A House United, for Once
House unanimously passes its version of a budget
Seasoned legislators were scratching their heads: A little after 4am on April 19, the Texas House of Representatives passed its $178 billion version of the state budget 149-0, and no one could remember the last time the budget got a unanimous vote on third reading. House Appropriations Chair Jim Pitts, R-Waxahachie, said, "The story of that appropriations bill is not that we passed it out of the House on record numbers, it's that we passed it with the cooperation of members."
Throughout the 19-hour debate, the mood on the floor was generally upbeat. With 475 floor amendments filed, nobody expected to be in bed early. But the biggest argument was not about individual measures but whether to break for the night and come back in the morning. Instead, the House powered through ("More like lumbering through," Rep. Marc Veasey, D-Fort Worth, joked around hour 13). Part of the difference was that doomed measures, such as a ban on state funding for stem cell research, never made it to the floor. Pitts and Appropriations Vice Chair Richard Peña Raymond, D-Laredo, sat down with party caucus leaders the night before the debate to review amendments for legitimate points of order rather than waste time on floor challenges. Pitts praised the House for following that bipartisan lead in their conduct in the debate and added: "We would still be in there if we'd heard some of those amendments. We just had a lot of consensus on the floor, and that's the way it's supposed to be."
It was different last session, when the divided House passed House Bill 1 on third reading, 129-14. House Democratic Caucus Leader Jim Dunnam, D-Waco, gave some credit to Speaker Joe Straus' management style. "The members are working better together because the speaker is being more hands-off," he said, adding that while consensus-building can be a slow process, it was better than having former Speaker Tom Craddick fast-track unpopular amendments.

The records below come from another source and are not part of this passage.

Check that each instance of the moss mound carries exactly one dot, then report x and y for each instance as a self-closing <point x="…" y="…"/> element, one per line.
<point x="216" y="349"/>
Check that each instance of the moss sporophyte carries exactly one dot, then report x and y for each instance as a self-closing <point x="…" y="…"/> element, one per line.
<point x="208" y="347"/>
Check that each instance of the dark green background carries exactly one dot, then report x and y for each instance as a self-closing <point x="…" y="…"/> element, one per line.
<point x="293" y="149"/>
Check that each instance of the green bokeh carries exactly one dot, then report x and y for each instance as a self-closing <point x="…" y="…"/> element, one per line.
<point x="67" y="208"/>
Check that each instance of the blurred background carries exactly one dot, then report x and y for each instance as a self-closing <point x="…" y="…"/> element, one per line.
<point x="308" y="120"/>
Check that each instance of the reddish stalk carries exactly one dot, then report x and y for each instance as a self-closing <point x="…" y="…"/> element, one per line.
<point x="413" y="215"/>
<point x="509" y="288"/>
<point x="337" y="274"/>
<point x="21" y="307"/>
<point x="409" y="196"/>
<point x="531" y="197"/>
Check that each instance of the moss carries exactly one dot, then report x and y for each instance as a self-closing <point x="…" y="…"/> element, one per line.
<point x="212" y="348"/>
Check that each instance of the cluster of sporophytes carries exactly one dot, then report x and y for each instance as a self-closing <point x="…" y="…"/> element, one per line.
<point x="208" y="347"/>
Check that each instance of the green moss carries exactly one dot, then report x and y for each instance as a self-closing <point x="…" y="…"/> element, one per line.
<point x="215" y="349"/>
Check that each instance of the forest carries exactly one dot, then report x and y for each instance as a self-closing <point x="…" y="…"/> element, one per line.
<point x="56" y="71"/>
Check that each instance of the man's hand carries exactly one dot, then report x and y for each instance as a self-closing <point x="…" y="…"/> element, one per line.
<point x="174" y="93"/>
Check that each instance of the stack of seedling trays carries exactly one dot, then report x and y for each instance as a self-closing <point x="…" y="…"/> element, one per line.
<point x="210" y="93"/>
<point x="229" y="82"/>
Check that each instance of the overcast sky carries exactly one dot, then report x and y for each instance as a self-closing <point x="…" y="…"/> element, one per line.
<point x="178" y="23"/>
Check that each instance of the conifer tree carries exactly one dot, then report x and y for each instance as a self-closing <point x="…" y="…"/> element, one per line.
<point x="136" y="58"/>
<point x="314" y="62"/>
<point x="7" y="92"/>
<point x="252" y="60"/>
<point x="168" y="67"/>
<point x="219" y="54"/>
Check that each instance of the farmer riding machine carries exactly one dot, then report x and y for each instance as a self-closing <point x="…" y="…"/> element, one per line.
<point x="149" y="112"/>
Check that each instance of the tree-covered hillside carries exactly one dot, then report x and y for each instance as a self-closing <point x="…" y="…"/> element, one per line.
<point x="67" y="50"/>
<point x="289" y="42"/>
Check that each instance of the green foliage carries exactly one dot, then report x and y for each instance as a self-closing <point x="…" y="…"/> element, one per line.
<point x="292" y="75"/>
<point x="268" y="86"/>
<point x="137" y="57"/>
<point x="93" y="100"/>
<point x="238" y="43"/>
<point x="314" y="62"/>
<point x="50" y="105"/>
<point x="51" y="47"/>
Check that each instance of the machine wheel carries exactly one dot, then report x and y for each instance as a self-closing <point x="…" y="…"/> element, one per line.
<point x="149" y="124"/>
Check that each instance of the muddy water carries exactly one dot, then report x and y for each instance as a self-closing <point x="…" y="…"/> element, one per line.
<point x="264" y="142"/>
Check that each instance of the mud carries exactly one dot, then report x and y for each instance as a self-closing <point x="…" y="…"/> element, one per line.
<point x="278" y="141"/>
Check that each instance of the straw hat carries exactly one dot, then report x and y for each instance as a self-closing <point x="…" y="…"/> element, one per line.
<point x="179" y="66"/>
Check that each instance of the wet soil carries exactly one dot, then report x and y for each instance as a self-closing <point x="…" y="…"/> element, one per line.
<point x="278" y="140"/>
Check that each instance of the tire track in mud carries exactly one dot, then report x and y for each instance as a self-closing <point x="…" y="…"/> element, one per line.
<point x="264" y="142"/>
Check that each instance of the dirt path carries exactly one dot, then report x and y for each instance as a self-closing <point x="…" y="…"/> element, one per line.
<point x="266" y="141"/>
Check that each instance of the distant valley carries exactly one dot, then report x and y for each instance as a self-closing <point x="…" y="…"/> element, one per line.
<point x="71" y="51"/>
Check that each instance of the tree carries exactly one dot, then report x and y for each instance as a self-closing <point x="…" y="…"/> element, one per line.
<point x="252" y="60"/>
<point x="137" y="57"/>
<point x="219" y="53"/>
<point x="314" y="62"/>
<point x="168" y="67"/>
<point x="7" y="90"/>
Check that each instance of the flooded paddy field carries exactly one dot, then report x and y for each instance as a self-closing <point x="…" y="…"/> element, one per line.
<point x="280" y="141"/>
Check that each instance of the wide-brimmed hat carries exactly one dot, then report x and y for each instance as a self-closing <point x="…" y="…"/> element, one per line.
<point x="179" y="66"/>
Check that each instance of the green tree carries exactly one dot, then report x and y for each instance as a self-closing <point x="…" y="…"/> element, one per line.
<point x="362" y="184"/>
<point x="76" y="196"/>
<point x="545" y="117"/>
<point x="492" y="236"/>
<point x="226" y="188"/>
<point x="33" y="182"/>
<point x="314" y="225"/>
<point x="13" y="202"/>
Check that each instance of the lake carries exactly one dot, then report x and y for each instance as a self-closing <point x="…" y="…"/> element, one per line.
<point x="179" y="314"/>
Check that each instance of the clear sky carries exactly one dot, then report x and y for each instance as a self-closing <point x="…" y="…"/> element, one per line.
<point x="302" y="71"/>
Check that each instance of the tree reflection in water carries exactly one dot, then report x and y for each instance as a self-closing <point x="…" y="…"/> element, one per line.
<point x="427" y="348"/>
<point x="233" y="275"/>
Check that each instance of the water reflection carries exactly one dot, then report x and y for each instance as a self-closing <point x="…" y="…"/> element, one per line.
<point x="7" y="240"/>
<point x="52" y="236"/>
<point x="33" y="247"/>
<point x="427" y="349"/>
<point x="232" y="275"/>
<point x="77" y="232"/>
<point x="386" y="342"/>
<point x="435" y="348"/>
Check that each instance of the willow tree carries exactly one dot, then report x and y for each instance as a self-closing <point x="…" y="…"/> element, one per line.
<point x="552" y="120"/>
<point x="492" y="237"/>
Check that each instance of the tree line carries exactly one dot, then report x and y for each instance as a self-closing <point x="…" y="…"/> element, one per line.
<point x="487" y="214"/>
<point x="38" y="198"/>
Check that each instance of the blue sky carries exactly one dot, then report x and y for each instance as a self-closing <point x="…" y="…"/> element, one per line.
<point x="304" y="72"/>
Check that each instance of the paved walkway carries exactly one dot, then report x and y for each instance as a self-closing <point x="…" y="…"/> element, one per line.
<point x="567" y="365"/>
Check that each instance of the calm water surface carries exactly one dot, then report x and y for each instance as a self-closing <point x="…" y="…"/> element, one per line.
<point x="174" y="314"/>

Now the bill heads into conference committee to thrash out the differences between the House bill and the Senate's $182.2 billion version. But while it's Senate tradition to pass the budget unanimously, Senate members on April 1 only mustered a 26-5 vote. With the House unified on its numbers, that could affect negotiations. Pitts said, "I take it as a mandate from the House, and I hope that when we find out who the conferees are, that they will try to get as near as possible to what we have passed."